No license

Link to this sectionPASCAL VOCデータセット#

PASCAL VOC (Visual Object Classes) データセットは、20種類の日常的なオブジェクトクラスを対象とした、物体検出の古典的なベンチマークです。Ultralyticsの VOC.yaml 設定では、VOC2007およびVOC2012のtrainval分割を組み合わせて16,551枚の画像からなるトレーニングセットを作成し、公開されている4,952枚のVOC2007テスト用画像で検証を行います。初回使用時に自動的にすべて（2.8 GB）がダウンロードされます。

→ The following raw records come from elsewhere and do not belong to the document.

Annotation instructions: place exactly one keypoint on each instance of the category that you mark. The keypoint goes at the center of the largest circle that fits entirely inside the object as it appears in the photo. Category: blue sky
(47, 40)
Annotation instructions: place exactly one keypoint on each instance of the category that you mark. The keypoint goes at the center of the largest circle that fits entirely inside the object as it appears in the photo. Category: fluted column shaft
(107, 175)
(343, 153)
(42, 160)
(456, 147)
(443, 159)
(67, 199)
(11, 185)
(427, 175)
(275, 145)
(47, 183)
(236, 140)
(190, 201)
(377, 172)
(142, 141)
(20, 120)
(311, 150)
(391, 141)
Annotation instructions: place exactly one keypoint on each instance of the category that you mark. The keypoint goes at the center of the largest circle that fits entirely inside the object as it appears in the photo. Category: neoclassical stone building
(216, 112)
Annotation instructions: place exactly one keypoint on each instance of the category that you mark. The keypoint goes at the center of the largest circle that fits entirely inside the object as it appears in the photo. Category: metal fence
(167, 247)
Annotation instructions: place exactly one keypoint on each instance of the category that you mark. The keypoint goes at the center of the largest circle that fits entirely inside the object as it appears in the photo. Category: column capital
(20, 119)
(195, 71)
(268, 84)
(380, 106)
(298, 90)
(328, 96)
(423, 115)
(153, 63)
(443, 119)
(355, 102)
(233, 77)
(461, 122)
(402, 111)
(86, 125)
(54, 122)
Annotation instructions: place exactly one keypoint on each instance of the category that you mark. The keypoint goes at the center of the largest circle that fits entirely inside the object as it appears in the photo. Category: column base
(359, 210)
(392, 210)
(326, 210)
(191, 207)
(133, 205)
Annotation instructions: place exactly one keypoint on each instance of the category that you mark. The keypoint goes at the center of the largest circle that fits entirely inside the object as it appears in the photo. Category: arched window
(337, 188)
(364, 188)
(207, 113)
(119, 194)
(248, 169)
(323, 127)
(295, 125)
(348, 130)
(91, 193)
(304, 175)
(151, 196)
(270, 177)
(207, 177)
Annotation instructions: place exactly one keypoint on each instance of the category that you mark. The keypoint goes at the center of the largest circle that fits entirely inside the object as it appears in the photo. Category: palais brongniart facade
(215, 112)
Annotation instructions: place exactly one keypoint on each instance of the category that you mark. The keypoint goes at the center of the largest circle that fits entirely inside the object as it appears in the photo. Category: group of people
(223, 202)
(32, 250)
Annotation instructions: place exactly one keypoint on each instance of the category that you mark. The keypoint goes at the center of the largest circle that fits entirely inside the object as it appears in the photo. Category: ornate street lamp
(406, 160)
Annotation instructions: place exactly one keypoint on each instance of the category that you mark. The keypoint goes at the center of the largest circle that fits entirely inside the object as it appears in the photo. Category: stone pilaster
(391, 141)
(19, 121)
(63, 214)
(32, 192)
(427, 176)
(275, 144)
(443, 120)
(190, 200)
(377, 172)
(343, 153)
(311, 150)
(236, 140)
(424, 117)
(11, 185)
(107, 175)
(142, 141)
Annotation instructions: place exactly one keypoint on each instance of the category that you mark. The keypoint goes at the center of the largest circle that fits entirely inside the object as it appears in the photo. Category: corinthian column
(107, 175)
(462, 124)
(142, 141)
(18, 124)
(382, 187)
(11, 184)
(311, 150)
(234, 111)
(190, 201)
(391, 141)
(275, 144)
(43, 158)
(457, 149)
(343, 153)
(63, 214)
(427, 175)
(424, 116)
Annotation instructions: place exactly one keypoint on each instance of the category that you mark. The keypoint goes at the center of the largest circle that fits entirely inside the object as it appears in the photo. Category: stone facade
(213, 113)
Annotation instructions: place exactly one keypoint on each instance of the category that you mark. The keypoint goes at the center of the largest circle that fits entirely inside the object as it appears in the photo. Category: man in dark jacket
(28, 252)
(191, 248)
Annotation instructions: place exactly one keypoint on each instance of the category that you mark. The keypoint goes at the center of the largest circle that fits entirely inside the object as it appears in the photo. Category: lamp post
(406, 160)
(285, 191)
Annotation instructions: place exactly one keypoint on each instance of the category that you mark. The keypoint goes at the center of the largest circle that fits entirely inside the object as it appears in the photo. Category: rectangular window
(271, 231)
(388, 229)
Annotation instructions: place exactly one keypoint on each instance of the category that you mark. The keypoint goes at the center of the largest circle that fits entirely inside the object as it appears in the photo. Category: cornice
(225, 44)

Watch: How to Train Ultralytics YOLO on the Pascal VOC Dataset | Object Detection | Computer Vision 🚀

PASCAL VOCチャレンジは2005年から2012年まで開催され、物体検出モデルの評価方法を形作りました。このベンチマークは画像分類、検出、セグメンテーションのタスクに及び、平均適合率 (mAP) を標準的な検出指標として普及させました。Ultralyticsの VOC.yaml 設定は検出用のアノテーションを使用し、ダウンロード中に元のXML形式のBBoxをYOLO形式に変換します。

Link to this section主な特徴#

20種類の日常的なオブジェクトクラス: person（人）、6種類の動物（bird、cat、cow、dog、horse、sheep）、7種類の車両（aeroplane、bicycle、boat、bus、car、motorbike、train）、および6種類の屋内オブジェクト（bottle、chair、diningtable、pottedplant、sofa、tvmonitor）。
2つのチャレンジ世代の統合: トレーニングでは、VOC2007 trainval（5,011枚）とVOC2012 trainval（11,540枚）がマージされます。
標準化された評価: 数十年にわたって公開されてきたVOCのベースラインは、検出モデルを比較する際の便利な参照ポイントとなります。
YOLO対応: ダウンロードスクリプトがアーカイブを取得し、アノテーションを自動的に変換するため、手動での準備は不要です。

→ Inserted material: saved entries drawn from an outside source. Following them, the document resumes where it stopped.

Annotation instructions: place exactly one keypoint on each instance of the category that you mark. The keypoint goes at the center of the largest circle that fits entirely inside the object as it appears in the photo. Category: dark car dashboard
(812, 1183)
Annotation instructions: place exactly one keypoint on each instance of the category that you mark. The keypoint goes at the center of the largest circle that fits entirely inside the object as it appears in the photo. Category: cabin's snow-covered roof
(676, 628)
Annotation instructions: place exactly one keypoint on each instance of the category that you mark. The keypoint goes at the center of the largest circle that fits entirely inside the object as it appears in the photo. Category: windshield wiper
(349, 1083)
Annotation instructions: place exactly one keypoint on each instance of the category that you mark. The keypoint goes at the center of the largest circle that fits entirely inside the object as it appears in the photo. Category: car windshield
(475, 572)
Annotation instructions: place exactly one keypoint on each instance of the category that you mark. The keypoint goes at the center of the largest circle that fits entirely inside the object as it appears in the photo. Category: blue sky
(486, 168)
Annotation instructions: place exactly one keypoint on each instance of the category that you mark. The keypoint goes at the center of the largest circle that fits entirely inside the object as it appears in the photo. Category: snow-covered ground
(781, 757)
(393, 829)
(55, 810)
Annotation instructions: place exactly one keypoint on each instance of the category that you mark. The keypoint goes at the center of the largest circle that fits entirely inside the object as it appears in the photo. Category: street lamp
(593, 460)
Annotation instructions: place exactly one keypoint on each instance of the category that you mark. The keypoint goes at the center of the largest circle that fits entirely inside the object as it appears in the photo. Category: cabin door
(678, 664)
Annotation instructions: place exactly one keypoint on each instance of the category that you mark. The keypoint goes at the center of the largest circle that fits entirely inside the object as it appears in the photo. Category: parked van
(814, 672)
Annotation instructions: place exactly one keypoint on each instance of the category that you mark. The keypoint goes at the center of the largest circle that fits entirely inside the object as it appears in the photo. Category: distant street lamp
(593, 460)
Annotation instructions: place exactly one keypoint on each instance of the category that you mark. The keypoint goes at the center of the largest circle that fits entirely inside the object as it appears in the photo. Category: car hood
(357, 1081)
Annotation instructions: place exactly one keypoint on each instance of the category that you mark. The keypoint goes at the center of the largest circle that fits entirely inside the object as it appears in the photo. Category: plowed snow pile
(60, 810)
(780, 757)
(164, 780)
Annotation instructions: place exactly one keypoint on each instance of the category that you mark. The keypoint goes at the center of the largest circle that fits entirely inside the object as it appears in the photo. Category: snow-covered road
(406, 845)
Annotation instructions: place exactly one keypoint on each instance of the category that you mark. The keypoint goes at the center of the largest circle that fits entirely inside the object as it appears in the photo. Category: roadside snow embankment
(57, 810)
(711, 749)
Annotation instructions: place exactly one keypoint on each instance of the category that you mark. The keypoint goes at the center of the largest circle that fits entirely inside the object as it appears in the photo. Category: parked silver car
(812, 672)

Link to this sectionデータセットの構造#

Ultralyticsの VOC.yaml 設定では、以下の分割が定義されています。

分割	画像	ソース
トレーニング	16,551	VOC2007 trainval (5,011) + VOC2012 trainval (11,540)
バリデーション	4,952	VOC2007テスト用、トレーニング中の評価に使用
テスト	4,952	同じVOC2007テスト用画像（設定では個別のホールドアウト分割は定義されていません）

VOC2007のテスト用アノテーションは、その年のチャレンジ終了後に公開されたため、この分割をラベル付きの検証セットとして使用できます。VOC2012のテスト用アノテーションは非公開のままであり、その結果は公式のPASCAL評価サーバーでのみスコア付けが可能であるため、本設定には含まれていません。

「難しい」オブジェクトは除外

自動変換スクリプトは、元のVOC XMLアノテーションで difficult とフラグが立てられたオブジェクトをスキップするため、クラスごとのインスタンス数は公式のVOC統計とはわずかに異なります。

VOC on Ultralytics Platform を探索して、アノテーションのオーバーレイ付き画像を閲覧したり、Chartsタブでクラス分布やBBoxのヒートマップを確認したり、自身のクラウドモデルのトレーニング用として複製することができます。

Link to this sectionアプリケーション#

PASCAL VOCは、より大規模な COCO dataset が登場する以前、物体検出研究における主要なベンチマークでした。Faster R-CNN や SSD などの検出器が初期の成果を報告しており、Ultralytics YOLO モデルもそのままトレーニング可能です。今日では、以下の用途で依然として人気があります。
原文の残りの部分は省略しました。